草木の緑がますます濃くなる季節になりました。5月の京都はお祭りが目白押しです。15日に京の三大祭の一つ、葵祭が行われました。そして19日の日曜日には平安時代の舟遊びを再現した嵐山の三船祭が行われます。
さて、仏教では5月にお釈迦様の生誕を祝って、花まつりが行われます。4月8日がお釈迦様の誕生日なのですが、4月8日の日付が旧暦のため、月遅れの5月に行われるお寺もあります。
お釈迦様は生まれてすぐ、七歩歩き、右手で天を、左手で地を指差し、「天上天下唯我独尊」と叫んだと伝えられています。
そのお釈迦様のお姿を表した、青銅製の誕生仏のクリーニングをさせて頂きました。

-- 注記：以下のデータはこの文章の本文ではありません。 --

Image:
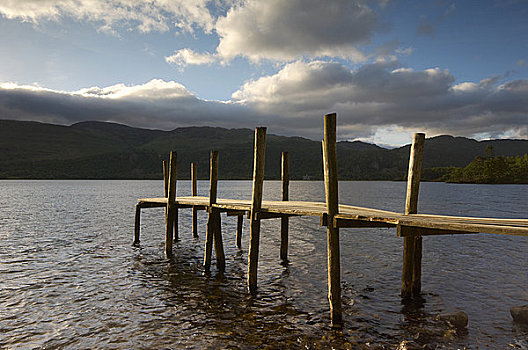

場所は千葉県、手賀沼の近く、白井市の延命寺様です。七福神の一つ、大黒天のゆかりのある平安時代から続く名刹です。
お納めしてから35年の歳月が経ち、自然の緑青とともに積った汚れが付着しておりました。まず、ブラッシング、洗浄液にて汚れを落としました。すると、自然の緑青と本来の銅の色が発色してきました。
最後にコーティングを施し、クリーニングを終えました。汚れを落とすと、お釈迦様のお顔がはっきりし、天然の緑青が吹く、古色仕上げの誕生仏に変わりました。
快晴の天空に向かって、指差すお釈迦様のお姿は小さいながらも堂々とされていました。なぜか、そのお姿に背中を押されたように勇気づけられた、そんな気になり、京都へ帰路に着きました。